Я видел красное солнце, когда на перевязках отдирали присохшие бинты, и спасительное зеленое облако вплывало в меня вместе с иглой шприца, и желтые, фиолетовые, оранжевые цветы прорастали, распускались и облетали во мне при каждом движении, и их лепестки были жгучими, как крапива. Вдруг очнешься, лежишь легкий, как воздушный шарик, дышишь тихонько, тихонько, чтоб не вспугнуть кого-то, кто только и ждет, когда бы на тебя накинуться, потом повернешь вдруг голову или пошевелишь губами — и вот уже подхватило тебя, закружило, плеснуло в лицо крутым разноцветным кипятком… И тогда разлепливай рот и ори, пока не сядут голосовые связки, пока не вывернет наизнанку оранжевая спираль, не втянет в свою воронку, и уже ни боли не будет, ничего… А тетя Даша будет гладить тебя по спутанным волосам твердой, будто деревянной, рукой и осторожно прижимать к подушке, чтоб не сорвал бинты, чтоб выкарабкался, выжил.

А зачем… зачем?

Пока в нем теплится жизнь, мы должны выполнять свой долг…

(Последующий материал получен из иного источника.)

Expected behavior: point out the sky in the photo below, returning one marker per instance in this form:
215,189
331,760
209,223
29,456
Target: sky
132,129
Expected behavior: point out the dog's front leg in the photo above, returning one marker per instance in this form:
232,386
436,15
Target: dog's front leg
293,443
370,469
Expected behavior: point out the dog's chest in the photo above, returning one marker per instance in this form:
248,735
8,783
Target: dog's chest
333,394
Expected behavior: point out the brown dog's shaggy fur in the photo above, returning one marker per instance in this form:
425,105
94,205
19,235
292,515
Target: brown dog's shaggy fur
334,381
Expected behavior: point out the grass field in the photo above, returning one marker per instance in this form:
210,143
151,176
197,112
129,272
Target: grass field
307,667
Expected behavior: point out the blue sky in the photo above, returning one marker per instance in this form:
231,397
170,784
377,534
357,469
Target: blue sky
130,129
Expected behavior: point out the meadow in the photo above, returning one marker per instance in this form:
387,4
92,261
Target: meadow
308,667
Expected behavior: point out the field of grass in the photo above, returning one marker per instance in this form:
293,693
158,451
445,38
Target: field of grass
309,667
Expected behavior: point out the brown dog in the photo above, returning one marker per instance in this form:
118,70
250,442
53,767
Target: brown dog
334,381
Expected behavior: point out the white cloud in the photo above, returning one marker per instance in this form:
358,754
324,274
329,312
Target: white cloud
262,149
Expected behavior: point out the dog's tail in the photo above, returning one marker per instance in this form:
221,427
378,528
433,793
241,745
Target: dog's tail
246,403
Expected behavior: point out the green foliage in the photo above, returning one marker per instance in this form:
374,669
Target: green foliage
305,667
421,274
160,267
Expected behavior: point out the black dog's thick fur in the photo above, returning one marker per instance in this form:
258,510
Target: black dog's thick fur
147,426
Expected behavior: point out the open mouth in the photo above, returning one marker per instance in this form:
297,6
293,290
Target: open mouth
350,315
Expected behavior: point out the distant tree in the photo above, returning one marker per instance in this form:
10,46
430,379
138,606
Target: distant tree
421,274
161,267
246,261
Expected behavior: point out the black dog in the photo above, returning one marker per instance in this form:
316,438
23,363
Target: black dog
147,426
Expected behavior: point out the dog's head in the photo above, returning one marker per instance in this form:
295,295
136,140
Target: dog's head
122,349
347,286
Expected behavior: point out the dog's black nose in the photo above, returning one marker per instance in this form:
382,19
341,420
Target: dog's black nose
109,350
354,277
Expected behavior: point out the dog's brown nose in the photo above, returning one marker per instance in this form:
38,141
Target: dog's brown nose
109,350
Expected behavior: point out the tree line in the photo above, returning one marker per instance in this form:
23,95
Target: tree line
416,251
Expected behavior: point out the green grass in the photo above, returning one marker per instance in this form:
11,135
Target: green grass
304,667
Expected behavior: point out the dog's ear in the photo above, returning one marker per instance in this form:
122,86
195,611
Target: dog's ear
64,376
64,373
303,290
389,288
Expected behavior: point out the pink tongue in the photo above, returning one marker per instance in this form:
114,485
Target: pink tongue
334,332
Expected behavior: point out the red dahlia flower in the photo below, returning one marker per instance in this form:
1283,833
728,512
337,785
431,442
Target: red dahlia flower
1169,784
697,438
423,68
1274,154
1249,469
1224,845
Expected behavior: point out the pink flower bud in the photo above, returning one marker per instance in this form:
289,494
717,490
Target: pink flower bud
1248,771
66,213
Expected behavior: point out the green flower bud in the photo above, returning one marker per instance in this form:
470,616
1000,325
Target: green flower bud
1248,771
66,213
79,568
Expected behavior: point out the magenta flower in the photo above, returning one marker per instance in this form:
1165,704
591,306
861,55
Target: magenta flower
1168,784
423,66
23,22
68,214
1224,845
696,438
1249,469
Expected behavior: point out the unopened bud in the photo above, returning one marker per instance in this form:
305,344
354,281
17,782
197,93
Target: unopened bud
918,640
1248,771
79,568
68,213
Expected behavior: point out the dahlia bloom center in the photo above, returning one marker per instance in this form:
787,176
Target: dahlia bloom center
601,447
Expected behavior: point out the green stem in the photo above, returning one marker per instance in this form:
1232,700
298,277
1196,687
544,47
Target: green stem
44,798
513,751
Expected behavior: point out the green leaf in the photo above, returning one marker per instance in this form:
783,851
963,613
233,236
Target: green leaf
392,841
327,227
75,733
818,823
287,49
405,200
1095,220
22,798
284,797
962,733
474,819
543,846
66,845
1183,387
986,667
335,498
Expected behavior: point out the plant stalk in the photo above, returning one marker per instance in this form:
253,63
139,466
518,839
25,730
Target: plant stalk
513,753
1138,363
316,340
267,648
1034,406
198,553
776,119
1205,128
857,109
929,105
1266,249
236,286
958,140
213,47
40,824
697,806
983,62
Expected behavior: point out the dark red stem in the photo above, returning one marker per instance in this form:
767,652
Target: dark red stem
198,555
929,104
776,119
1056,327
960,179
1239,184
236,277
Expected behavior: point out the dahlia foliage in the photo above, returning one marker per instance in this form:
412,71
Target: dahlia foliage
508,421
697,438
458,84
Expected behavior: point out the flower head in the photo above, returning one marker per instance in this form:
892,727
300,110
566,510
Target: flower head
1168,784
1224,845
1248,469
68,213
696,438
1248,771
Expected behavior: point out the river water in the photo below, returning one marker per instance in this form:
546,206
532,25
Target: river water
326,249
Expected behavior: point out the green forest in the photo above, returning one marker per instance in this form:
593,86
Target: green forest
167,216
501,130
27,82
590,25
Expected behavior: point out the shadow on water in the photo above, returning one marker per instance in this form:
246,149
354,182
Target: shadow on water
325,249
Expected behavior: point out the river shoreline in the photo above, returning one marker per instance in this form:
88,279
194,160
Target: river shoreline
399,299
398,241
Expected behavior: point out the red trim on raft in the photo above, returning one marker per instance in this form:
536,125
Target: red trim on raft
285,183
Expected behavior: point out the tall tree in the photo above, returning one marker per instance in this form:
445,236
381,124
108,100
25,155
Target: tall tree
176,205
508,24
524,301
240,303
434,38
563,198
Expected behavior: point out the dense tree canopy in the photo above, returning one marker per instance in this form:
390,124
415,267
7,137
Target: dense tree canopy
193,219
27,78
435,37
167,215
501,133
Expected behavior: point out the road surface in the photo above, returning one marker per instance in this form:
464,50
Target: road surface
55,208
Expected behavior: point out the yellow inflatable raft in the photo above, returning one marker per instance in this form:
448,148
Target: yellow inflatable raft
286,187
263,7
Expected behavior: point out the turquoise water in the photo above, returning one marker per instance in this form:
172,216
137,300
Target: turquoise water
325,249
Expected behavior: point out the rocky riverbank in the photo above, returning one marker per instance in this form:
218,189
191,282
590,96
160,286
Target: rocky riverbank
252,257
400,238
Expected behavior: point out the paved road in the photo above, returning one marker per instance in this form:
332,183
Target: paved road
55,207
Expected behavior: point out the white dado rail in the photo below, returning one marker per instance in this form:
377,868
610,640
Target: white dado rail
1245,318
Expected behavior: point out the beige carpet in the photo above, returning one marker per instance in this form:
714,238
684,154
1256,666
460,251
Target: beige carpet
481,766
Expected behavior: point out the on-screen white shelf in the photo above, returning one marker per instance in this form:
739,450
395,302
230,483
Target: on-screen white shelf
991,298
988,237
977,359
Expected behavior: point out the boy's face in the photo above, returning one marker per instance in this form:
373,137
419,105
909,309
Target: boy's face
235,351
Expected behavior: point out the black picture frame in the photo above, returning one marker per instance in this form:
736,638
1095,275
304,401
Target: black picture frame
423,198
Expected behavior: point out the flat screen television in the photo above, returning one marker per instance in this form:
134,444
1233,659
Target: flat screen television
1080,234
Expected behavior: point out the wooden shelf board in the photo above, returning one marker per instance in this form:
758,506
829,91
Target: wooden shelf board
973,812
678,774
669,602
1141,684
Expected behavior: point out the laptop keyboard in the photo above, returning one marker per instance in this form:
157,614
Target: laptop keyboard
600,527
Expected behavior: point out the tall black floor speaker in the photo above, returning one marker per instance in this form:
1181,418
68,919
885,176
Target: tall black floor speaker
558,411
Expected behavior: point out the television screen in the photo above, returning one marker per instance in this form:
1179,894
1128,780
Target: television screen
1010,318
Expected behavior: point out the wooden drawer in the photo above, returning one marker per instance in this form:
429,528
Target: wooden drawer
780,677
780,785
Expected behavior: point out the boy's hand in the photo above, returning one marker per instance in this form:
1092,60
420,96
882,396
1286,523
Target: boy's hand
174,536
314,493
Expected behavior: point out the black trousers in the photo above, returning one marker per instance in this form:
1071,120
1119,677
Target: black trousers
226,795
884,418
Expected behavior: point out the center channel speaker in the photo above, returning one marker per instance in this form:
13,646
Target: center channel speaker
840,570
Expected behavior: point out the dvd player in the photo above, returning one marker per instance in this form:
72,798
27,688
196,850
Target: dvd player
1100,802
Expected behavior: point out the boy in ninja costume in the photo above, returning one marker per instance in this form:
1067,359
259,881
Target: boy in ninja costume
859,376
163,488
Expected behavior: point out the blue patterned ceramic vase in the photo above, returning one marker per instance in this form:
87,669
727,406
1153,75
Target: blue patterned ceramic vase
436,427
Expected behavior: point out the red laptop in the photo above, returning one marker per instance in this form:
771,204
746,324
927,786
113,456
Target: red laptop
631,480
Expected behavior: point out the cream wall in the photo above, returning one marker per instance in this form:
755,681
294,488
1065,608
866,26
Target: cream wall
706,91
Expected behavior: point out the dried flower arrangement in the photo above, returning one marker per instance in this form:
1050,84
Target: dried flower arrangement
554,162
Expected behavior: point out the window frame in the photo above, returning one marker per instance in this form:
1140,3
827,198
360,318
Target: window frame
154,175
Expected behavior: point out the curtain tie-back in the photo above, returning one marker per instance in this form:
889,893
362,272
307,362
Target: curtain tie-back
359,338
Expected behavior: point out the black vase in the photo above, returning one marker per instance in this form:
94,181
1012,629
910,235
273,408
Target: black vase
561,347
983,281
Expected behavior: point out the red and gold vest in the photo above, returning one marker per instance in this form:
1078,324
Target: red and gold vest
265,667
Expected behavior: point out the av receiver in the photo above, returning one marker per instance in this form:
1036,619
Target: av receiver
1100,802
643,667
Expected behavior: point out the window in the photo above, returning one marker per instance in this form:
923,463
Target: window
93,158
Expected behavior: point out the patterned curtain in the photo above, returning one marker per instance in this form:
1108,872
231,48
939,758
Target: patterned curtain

Ну, а дальше… Вы подумали, каково ему будет дальше?

7

Только не сочтите, что я рассказываю обо всем этом для того, чтоб лишний раз поплакаться в чью-либо сердобольную жилетку. Я терпеть не могу вспоминать осень сорок седьмого, лето сорок восьмого, весну сорок девятого.

Боль — это всегда скучно и плохо, даже если она окрашена в разные цвета, а я не люблю ни скучных людей, ни скучных воспоминаний. Но, как говорится, из песни слова не выкинешь.